With four albums in the books, it's hard to deny the depth and talent within. Coupled with the fact that Layus is writing some of the most sincere music out there, that makes him seem to resonate one simple message: even though the radio might try to chew people up and spit them out, Augustana just doesn't have it in them to fail. And truth be told, we don't want them to.
So, How Was the Opener? UK quintet Scars On 45 opened the night with a 45-minute set that absolutely enamored the crowd. Because the songs revolve around the dual vocals of Danny Bemrose and Aimee Drive, the structures feel open, pure, and simple. The band recently released their own album, Safety in Numbers, and quite a few members in the crowd were already singing along.

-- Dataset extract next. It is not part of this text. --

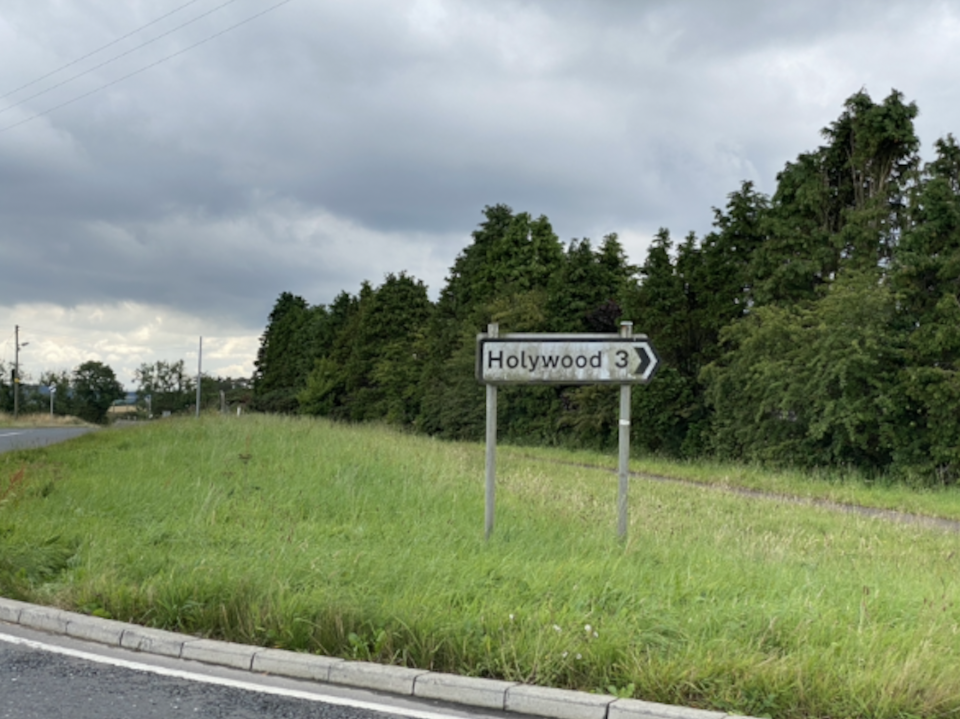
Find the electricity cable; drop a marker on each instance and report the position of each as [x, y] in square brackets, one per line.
[143, 69]
[115, 57]
[99, 49]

The highlight of their performance was when Bemrose and Drive stepped into the middle of the crowd with only an acoustic guitar and let their voices fill the upstairs ballroom. Luckily for Houston, they promised to return on tour in the spring.
The Crowd: A surprisingly large number of middle-aged men in the crowd not accompanying a wife, daughter or girlfriend. There were, understandably, just as many ladies in the audience that seemed to have stars in their eyes for Layus.
Overheard In the Crowd: "I want to be his second wife" -- a selfie-obsessed fan referring to Layus
Random Notebook Dump: I wonder if Layus imagines himself in the ocean every time he plays "Boston."